Li Xianfeng, Zhang Qinghua, Jin Xiayun, Cao Lihua
Department of Graduate School, the Second Hospital Affiliated to Dalian Medical University, Dalian, 116027, Liaoning, China.
Department of Clinical Medicine, the Second Hospital Affiliated to Dalian Medical University, Dalian, 116027, Liaoning, China.
World J Surg Oncol. 2017 May 25;15(1):107. doi: 10.1186/s12957-017-1171-y.
BACKGROUND: Our study was designed to improve the accuracy of determining whether pulmonary nodules are benign or malignant.
We evaluated the clinical and imaging features and serum markers: neuron specific enolase (NSE), carcino-embryonic antigen (CEA), cytokeratin fragment antigen 21-1 (CYFRA 21-1), miRNA-21-5p, and miR-574-5pof in 39 patients with pathology information. Factors that differed significantly between those with benign versus malignant pulmonary nodules were used to establish a prediction model for identifying malignant nodules.
The studied nodules were 51.3% malignant and 48.7% benign. Age, smoking status, nodule diameter, history of emphysema, vascular sign, burr sign, CYFRA21-1, CEA, miRNA-21-5p, and miRNA-574-5p differed significantly between the benign and malignant nodule groups.
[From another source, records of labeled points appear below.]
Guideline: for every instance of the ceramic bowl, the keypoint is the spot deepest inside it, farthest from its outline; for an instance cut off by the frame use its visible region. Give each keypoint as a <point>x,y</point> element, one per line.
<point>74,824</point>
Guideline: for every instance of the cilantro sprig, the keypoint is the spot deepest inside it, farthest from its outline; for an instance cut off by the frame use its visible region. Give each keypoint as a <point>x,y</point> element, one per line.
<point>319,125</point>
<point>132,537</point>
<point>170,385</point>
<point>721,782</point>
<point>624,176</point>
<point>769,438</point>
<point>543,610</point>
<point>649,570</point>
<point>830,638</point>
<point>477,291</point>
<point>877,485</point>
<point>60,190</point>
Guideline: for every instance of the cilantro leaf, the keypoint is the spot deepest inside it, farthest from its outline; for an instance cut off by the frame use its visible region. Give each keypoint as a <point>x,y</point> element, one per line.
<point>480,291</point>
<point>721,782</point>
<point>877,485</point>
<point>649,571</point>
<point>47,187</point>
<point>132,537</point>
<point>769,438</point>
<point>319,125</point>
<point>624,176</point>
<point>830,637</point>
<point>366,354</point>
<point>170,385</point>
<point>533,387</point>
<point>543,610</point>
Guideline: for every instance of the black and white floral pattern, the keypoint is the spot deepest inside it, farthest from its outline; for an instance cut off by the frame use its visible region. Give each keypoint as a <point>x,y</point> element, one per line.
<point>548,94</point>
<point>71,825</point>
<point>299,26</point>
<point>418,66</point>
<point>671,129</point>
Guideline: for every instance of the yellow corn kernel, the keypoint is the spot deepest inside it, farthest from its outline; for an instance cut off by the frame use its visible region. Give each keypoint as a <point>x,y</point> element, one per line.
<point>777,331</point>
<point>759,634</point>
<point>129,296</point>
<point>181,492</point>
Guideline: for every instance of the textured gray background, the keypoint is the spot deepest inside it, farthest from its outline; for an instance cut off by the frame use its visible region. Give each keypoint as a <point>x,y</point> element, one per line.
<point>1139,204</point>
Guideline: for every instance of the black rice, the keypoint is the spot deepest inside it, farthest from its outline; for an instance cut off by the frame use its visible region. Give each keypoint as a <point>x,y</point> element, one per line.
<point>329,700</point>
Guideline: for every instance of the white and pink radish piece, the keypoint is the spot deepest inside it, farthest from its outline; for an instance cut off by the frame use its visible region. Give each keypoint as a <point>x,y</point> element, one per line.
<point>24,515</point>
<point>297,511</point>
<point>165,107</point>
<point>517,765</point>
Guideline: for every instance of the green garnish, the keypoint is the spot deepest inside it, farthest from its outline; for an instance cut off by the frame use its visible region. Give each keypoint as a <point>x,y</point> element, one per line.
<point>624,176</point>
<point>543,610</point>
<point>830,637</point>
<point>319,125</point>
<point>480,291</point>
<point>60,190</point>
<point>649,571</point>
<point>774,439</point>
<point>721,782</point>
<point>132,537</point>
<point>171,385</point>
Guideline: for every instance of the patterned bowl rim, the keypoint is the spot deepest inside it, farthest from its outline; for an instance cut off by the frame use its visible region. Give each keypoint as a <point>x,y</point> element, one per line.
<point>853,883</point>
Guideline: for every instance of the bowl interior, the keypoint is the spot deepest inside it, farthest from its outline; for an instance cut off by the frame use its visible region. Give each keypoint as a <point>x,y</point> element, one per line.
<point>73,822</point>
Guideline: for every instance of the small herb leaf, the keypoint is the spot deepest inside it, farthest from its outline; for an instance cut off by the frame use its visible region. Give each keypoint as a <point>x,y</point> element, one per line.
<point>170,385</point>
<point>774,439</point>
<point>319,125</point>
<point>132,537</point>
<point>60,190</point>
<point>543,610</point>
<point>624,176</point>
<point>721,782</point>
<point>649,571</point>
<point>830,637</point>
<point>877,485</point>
Serum levels of CYRFA21-1 and CEA could be used to distinguish between malignant and benign nodules with a positive predictive value (PPV) of 80.0%, a negative predictive value (NPV) of 84.2%, and an area under the receiver operating characteristics curve (AUC) of 0.863. Using the serum levels of miRNA-21-5p and miRNA-574-5p, the PPV was 55%, the NPV was 84.2%, and the AUC was 0.797. When all four serum markers were combined, the PPV was 80%, the NPV was 89.5%, and the AUC was 0.921. We established a prediction model for malignant nodules, including clinical features, imaging features, and serum markers. In cross-validation, the ratio of discriminant conformance was 95%.
Serum levels of miRNA-21-5p and miRNA-574-5p are significantly higher in patients with malignant nodules than in patients with benign nodules and are potential serum biomarkers. Our prediction model could improve malignant nodule diagnosis.
背景:我们的研究旨在提高判断肺结节是良性还是恶性的准确性。
我们评估了39例有病理信息患者的临床和影像特征以及血清标志物:神经元特异性烯醇化酶(NSE)、癌胚抗原(CEA)、细胞角蛋白片段抗原21-1(CYFRA 21-1)、miRNA-21-5p和miR-574-5p。良性与恶性肺结节患者之间存在显著差异的因素用于建立识别恶性结节的预测模型。
所研究的结节中,恶性占51.3%,良性占48.7%。年龄、吸烟状况、结节直径、肺气肿病史、血管征、毛刺征、CYFRA21-1、CEA、miRNA-21-5p和miRNA-574-5p在良性和恶性结节组之间存在显著差异。CYRFA21-1和CEA的血清水平可用于区分恶性和良性结节,阳性预测值(PPV)为80.0%,阴性预测值(NPV)为84.2%,受试者工作特征曲线下面积(AUC)为0.863。使用miRNA-21-5p和miRNA-574-5p的血清水平,PPV为55%,NPV为84.2%,AUC为0.797。当将所有四种血清标志物联合使用时,PPV为80%,NPV为89.5%,AUC为0.921。我们建立了一个恶性结节预测模型,包括临床特征、影像特征和血清标志物。在交叉验证中,判别一致性比例为95%。
恶性结节患者的miRNA-21-5p和miRNA-574-5p血清水平显著高于良性结节患者,是潜在的血清生物标志物。我们的预测模型可改善恶性结节的诊断。